"Oh," ejaculated Mrs. Laniston, fairly taken aback. She had had it vaguely in her mind that the manager was not really what he seemed, and was about to protest that she had had the discrimination to discern this from the first, inquiring who was "that distinguished-looking young gentleman."
Mr. Jardine had thrown himself into the rocking-chair on which he had been leaning, feeling that he had done all that he could, more than his unfounded suspicions justified, and seeking to recover himself of his excitement and nervous strain. At this disclosure of the showman's antecedents he raised his eyebrows in sarcastic disdain. After all the Lanistons were free agents, and if they deliberately chose association of this type—why, they were not for him nor he for them.
Mrs. Laniston vaguely lifted her eyes to the window opening on the verandah; to see Jardine not in attendance on Lucia gave her an unwonted sense of something awry, but the next moment the interest of the gossip annulled this impression, and she was listening to Mr. Dalton, who, having exhausted his relish of the survey of the flinching group, went on with animation.
"And she was as good as she was pretty—which is saying a very great deal! She provided for her aged parents permanently out of her prize money, sent a consumptive brother to a hospital where he was cured, to be drowned afterward on an ocean voyage. I fancy she bought much fine dry goods and frippery; in effect she distributed the sum in a year or so, contentedly relying on her slender salary as a dancer—they tell me that despite her beauty and grace she was an indifferent dancer—till she met this young fellow's father, who straightway married her."
Mr. Dalton had reached the limit of his capacity it would seem to sustain the public interest. So genteel a circle was not entertained by a biography of this sordid character. The bridge party, albeit with a civil effect of listening, had begun to play out the interrupted hand, though the owner of the dummy sat sideways in his chair and still turned an attentive face. Mrs. Laniston, fluttering the leaves of her magazine, was vaguely disconcerted. She could hardly be said to have her two charges in mind in this connection—she had no reason to think that the young showman would presume to speak to either of them. Jardine, a contemptuous satiric smile on his jaded face, sat languidly listening.
Mr. Dalton, perhaps, had already found a field at the Bar for his gift of marshalling facts, approaching with an ever-increasing velocity of significance the climax, but a chancellor, or a puisne judge, or even a jury was better fitted to resist the shock of sudden surprise than the idle summer birds in their relaxed mental attitude.
"Now," he continued, "the father was of a different sort; he was a young man of the very highest social connections. Moreover, he was talented, well-behaved, studious, very young—only in his junior year at college—heart-rending infatuation. His family investigated the facts and when they found that the marriage was really valid they cast him off without a moment's hesitation, absolutely, irretrievably.

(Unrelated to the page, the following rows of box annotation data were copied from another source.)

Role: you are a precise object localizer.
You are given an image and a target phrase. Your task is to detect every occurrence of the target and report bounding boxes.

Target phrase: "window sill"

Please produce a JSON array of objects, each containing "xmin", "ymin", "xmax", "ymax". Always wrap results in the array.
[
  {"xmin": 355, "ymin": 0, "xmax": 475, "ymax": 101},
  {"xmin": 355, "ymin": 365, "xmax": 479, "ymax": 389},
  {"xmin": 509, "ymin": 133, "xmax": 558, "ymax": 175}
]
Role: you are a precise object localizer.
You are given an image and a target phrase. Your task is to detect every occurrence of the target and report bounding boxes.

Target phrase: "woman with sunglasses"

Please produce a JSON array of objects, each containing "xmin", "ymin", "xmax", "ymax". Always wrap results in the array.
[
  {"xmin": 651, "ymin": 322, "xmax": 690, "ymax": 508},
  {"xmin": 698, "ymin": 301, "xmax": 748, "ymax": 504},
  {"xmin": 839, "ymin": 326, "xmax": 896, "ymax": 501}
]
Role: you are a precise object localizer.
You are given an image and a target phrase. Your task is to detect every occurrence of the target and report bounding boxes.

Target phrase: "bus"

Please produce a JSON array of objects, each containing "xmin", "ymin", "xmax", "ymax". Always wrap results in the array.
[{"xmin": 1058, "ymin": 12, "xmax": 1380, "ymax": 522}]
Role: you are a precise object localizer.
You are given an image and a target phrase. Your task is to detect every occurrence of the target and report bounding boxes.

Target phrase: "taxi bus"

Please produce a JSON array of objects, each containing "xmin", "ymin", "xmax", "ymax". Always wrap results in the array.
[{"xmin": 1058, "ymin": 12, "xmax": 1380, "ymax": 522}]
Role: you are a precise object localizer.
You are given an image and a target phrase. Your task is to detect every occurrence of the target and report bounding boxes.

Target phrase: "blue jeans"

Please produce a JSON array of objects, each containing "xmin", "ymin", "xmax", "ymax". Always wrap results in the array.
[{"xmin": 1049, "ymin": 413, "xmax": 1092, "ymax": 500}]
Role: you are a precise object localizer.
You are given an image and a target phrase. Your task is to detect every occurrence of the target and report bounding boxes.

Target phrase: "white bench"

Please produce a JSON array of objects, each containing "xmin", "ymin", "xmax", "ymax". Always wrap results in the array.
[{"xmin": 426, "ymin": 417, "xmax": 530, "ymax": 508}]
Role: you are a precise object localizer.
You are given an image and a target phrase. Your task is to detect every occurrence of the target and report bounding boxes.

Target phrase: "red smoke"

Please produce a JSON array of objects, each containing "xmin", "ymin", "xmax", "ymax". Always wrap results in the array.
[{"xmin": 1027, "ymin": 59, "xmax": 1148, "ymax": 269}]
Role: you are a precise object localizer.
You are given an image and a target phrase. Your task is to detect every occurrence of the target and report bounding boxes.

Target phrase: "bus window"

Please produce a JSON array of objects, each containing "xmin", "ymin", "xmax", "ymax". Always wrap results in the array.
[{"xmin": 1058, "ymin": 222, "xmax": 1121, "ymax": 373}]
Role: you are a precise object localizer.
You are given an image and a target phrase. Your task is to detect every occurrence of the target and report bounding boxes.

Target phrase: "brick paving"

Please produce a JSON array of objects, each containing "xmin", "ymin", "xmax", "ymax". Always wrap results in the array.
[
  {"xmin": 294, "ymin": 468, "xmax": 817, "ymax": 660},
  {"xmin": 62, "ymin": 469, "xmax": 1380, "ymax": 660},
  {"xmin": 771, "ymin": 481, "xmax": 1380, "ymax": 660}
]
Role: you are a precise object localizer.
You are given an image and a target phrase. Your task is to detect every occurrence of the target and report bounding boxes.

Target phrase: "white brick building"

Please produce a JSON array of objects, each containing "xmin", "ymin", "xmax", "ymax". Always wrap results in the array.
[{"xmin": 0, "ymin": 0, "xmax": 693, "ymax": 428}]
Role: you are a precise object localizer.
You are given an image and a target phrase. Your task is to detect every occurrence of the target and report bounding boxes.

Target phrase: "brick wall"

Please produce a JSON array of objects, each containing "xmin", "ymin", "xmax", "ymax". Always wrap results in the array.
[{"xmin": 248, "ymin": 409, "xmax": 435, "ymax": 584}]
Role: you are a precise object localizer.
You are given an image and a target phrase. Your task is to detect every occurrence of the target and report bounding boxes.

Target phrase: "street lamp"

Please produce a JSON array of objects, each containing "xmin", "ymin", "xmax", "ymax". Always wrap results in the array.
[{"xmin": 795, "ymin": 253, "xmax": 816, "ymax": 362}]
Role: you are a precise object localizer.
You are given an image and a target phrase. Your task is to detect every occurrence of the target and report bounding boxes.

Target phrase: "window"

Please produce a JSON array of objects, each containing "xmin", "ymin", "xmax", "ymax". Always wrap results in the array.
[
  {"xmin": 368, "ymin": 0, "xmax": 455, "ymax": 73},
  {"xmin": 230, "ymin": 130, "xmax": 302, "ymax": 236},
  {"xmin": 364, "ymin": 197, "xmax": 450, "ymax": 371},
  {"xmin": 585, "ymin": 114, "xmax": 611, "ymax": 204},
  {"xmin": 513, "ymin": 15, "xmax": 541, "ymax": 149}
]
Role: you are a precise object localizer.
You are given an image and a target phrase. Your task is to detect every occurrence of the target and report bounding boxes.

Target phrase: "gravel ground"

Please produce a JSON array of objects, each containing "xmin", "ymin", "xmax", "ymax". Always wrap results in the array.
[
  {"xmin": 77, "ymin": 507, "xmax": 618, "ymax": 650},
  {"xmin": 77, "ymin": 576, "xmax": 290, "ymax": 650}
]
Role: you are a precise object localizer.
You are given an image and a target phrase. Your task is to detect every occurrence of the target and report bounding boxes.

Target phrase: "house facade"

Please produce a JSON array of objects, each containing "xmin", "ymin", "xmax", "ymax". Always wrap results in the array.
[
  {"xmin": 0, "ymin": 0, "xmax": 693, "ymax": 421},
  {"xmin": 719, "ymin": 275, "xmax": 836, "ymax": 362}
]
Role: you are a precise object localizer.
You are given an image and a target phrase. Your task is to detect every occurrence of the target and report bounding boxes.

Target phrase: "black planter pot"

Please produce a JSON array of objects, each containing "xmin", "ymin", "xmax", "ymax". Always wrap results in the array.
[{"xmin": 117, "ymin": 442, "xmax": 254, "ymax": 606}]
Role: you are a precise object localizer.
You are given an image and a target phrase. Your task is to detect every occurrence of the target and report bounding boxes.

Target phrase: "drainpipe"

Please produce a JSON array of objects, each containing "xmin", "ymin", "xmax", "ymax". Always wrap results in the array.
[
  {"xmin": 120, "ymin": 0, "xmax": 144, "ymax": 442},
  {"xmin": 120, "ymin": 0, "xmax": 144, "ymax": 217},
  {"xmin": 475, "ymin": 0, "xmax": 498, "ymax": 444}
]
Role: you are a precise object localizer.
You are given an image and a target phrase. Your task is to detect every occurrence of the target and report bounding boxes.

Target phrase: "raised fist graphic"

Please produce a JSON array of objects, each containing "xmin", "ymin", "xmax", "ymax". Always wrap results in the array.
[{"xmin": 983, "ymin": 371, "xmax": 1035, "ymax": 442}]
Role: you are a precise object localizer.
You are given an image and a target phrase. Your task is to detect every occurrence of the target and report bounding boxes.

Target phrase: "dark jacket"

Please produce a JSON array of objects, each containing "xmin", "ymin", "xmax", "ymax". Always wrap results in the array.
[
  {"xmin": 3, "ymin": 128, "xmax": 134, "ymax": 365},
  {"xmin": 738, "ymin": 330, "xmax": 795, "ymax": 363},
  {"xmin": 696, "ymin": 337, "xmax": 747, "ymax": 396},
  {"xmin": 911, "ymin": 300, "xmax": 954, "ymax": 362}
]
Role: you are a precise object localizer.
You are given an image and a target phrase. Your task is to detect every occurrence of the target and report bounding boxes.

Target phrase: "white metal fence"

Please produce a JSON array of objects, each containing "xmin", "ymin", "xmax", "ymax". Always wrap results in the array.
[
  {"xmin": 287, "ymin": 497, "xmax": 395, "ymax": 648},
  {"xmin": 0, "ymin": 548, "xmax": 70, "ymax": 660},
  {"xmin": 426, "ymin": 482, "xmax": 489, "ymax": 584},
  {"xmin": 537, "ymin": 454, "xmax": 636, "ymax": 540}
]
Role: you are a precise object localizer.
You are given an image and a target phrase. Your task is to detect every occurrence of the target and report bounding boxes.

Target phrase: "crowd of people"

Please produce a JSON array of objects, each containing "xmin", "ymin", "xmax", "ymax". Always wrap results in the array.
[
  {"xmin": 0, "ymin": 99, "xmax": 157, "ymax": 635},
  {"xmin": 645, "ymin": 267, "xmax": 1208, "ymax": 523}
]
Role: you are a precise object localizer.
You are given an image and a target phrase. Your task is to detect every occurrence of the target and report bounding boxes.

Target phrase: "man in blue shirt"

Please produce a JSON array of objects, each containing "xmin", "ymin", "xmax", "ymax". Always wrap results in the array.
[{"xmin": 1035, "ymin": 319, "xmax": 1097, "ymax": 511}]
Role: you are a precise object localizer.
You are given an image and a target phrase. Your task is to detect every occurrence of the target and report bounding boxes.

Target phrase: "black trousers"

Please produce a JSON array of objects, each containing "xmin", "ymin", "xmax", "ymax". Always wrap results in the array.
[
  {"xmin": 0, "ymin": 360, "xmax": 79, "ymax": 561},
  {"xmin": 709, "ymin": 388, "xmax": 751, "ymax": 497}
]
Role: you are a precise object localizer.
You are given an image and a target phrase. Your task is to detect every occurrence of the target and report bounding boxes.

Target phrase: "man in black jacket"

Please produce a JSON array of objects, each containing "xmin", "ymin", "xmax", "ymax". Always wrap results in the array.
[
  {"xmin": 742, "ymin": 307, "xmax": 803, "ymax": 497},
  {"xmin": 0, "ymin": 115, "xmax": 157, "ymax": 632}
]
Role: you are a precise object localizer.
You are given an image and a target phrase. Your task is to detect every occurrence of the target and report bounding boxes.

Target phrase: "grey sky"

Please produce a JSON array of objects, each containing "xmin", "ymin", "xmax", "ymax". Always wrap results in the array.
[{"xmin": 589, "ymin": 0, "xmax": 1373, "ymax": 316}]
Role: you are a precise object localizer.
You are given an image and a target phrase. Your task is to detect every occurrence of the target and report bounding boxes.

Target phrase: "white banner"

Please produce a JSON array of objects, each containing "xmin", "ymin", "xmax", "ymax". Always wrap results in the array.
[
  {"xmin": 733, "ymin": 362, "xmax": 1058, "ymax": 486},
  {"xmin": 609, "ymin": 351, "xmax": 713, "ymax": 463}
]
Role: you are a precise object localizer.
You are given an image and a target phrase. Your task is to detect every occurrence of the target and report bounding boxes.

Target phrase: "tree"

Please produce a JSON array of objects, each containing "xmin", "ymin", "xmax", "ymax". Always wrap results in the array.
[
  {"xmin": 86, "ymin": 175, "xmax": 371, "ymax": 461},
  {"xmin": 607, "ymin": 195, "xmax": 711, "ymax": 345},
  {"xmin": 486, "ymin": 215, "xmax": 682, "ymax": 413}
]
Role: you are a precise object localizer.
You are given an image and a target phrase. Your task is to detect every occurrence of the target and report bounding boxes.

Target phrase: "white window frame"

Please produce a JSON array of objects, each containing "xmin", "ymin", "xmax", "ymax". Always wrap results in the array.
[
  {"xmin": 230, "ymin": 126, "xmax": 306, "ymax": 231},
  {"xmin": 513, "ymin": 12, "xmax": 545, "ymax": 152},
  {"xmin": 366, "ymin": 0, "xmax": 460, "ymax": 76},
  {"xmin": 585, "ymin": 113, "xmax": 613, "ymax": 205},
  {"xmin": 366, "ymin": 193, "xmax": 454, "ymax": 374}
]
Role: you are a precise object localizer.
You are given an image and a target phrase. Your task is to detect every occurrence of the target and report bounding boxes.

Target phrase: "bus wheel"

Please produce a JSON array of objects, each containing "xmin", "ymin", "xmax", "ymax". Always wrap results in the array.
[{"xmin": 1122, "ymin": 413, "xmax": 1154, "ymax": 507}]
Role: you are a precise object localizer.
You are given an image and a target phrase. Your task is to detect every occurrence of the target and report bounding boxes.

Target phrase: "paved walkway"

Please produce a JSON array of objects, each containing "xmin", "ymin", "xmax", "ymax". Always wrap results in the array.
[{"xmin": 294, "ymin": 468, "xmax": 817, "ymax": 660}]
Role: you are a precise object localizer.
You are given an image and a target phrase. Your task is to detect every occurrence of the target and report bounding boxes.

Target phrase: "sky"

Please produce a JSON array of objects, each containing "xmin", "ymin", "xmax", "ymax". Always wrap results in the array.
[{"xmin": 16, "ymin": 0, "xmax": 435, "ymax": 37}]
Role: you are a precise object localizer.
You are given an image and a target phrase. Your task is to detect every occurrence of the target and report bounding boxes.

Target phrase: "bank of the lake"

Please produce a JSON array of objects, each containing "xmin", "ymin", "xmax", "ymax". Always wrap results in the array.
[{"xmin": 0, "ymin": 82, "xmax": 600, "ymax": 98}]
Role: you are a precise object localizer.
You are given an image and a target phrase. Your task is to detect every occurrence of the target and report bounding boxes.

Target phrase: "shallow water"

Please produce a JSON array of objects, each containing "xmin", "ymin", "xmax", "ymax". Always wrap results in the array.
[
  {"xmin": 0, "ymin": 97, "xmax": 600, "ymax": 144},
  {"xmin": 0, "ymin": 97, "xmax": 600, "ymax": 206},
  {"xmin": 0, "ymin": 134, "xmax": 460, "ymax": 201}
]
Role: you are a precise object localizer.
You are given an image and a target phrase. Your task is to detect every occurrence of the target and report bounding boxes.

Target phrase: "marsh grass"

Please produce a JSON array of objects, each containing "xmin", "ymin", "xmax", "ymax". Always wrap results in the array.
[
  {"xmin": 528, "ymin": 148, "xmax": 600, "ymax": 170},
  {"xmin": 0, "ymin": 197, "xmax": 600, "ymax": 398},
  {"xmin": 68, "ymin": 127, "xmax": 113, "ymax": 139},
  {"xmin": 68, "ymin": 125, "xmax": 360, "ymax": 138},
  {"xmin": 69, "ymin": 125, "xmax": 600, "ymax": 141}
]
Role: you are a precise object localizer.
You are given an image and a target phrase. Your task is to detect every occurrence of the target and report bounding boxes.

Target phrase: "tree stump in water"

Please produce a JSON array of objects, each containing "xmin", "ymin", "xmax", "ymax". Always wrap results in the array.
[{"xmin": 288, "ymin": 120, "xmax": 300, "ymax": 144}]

I never shall forget Judge Lloyd's dismay——"
"Judge Lloyd?" exclaimed several voices in different keys of sharp surprise.
"You surely don't mean Judge Clarence Jennico Lloyd of Glaston?" said the gentleman who had connections in that city, and was familiar with the status of its principal people.
"The noted jurist?—I do! He was considered a hard man, but he was a very just one. This happened in his palmy days, when he was very rich as well as esteemed far and wide an ornament to the judiciary. The family could trace a long and proud descent and they carried their heads very high. The judge could not tolerate such a mésalliance. He persisted in considering the woman a designing baggage and tried to buy her off. He bid very high—that was before his financial reverses."